Elle l’a déjà utilisé «quelques fois » pour se défendre, dit-elle. Quand elle parle de son quotidien, son regard fâché crie sa douleur. La jeune femme a dû quitter le domicile parental quand elle était adolescente à cause de sa sexualité. « J’avais 14 ans, raconte Janice. Mes sœurs avaient des copains mais moi, je n’en voulais pas. J’ai dit un jour à ma mère que je ‘aurai pas d’enfants car j’étais différente. Elle ne l’a pas accepté ».

A l’époque, Janice se réfugie chez une amie. « Quand j’ai quitté ma famille, ça allait plutôt bien jusqu’au jour où je me suis retrouvée seule dans la rue, ajoute-t-elle. Je suis partie de chez mon amie quand j’avais 17 ans. Là, c’était l’enfer car je ne pouvais pas aller vers les gens et leur dire que j’étais lesbienne. Les Jamaïcains sont totalement contre l’homosexualité».

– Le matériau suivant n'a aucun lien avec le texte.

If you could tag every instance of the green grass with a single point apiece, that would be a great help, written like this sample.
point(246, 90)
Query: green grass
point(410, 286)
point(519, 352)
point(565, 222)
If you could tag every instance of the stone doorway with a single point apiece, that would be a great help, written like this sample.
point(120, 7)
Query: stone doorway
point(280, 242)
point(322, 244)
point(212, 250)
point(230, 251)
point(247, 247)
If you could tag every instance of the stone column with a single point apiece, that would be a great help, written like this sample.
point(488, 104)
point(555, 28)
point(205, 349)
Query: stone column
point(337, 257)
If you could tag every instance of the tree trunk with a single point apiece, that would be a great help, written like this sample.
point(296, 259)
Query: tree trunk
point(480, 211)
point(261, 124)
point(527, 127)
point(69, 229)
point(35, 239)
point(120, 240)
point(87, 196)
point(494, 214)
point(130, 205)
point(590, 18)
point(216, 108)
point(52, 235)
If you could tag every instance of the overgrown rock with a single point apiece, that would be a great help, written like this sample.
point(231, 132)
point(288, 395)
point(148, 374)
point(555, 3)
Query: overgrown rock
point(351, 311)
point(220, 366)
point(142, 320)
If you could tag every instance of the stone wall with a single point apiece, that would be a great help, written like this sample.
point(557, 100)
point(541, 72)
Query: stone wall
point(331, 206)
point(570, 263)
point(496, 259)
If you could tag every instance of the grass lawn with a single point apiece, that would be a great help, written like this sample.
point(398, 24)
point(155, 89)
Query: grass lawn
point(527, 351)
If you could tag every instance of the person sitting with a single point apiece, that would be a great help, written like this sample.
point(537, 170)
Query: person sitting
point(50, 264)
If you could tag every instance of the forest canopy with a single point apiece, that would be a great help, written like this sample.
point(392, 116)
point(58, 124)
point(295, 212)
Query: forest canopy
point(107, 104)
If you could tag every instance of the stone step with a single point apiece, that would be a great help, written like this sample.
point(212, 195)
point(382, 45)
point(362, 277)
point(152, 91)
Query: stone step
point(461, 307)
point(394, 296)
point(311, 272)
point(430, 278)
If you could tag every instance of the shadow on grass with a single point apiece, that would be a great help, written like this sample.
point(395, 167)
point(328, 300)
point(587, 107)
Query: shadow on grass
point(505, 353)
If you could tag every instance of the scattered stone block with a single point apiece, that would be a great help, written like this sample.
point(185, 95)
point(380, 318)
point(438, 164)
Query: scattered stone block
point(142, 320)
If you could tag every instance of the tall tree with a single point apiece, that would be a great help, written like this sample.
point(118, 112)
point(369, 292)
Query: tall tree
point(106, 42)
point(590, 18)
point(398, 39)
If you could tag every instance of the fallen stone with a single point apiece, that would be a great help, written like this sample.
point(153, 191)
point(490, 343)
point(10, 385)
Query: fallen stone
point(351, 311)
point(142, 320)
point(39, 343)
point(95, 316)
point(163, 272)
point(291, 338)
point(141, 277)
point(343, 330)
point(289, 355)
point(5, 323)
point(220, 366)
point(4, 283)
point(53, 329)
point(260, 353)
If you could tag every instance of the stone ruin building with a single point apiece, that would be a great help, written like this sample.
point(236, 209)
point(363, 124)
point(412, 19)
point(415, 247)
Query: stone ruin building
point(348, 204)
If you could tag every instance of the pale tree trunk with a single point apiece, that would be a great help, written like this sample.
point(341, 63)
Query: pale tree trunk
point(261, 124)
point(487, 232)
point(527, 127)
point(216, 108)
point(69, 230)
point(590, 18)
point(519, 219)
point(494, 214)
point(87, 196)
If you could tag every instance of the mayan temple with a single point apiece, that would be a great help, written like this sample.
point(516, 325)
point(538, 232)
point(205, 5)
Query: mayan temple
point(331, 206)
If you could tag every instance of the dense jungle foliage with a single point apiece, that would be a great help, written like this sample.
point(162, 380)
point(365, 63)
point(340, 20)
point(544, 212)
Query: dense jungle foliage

En Jamaïque, la sodomie est un crime punissable de 10 ans de prison. Les actes sexuels entre deux femmes ne sont en revanche pas mentionnés dans de loi et sont donc légaux. Mais ils ne sont guère plus tolérés par la population. Parallèlement, le taux de criminalité explose dans l’île des Caraïbes. Plus de 1440 personnes y ont été tuées depuis début 2007 et le pays pourrait dépasser son record de 2005, lorsque près de 1700 homicides avaient été recensés.

Dans ce contexte, les actes de violence contre les homosexuels se produisent régulièrement. En 2004, Brian Williamson, un activiste gay de 59 ans, a été brutalement assassiné de 70 coups de couteau. L’auteur du crime, un homme de 25 ans, purge actuellement une peine de prison à vie pour ce meurtre dont le motif reste officiellement le vol. Les amis de M. Williamson sont toutefois convaincus que celui-ci a payé de sa vie pour avoir osé afficher son homosexualité.

Toujours en 2004, un adolescent homosexuel a survécu à un lynchage commandité par son propre père. Le 1er décembre 2005, Lenford Harvey, un gay qui avait créé une association pour lutter contre la propagation du virus du Sida en Jamaïque, a été abattu d’une balle dans la tête. Au mois d’avril de cette année, un travesti a été battu en plein jour par la foule alors qu’il attendait le bus dans le centre de Falmouth, une ville à l’ouest de l’île. Janice raconte une histoire similaire. « Un jour j’ai rencontré une fille que je connaissais à un arrêt de bus. Nous étions en train de discuter lorsque deux hommes se sont approchés et m’ont traité de lesbienne. Ils amaient bien la fille et m’on battu pour avoir parlé avec elle ».

L’apparence de Janice trahit son orientation sexuelle. La jeune femme a un air de garçon manqué qu’elle souligne par des cheveux coupés très courts, un ample t-shirt blanc, des jeans droits mais légèrement baggy, une paire de Reebok blanches et une grosse croix en argent qu’elle porte autour du cou. « Pour survivre en Jamaïque lorsque vous êtes gay, vous devez connaître le but de votre vie et ce à quoi vous tendez, dit-elle de sa voix rauque. J’espère qu’un jour, je n’aurai plus à cacher ma sexualité et que je pourrai être qui je suis. Mais je dois me battre pour obtenir ce droit. Le combat est difficile. Ici en Jamaïque, quand vous êtes gay, vous n’avez aucun droit ».

Garymary, 26 ans, est gay. Employé du ministère de la santé, ce jeune homme élancé travaille avec les défavorisés pour combattre le virus du Sida. Il explique ne pas vouloir cacher son orientation sexuelle mais n’en parle ouvertement que dans les milieux homosexuels. « Etre gay en Jamaïque est un risque, dit-il. Des hommes me traitent de « Battyman » (n.d.l.r. : mot péjoratif pour qualifier les homosexuels en Jamaïque). Je suis différent et parle différemment. Je marche avec un certain balancement. Ils me regardent comme si j’étais bizarre. Mais j’essaie de ne pas penser à ce qu’ils pensent. Je veux être moi-même ».

Dans la petite pièce sans fenêtres des hauts de Kingston, Janice dit rêver de pouvoir marcher un jour librement dans la rue et affirmer sa sexualité : « Chacun d’entre nous a le droit de vivre sa vie comme il l’entend, déclare-t-elle avec son regard triste. Vous devez pouvoir vivre ce que vous ressentez. Nous n’avons pas choisi d’être gays. Nous sommes nés comme ça. » Elle glisse avec pudeur vouloir devenir styliste et mannequin gay : « Si je le pouvais, je dessinerais des habits d’homme et les porterais».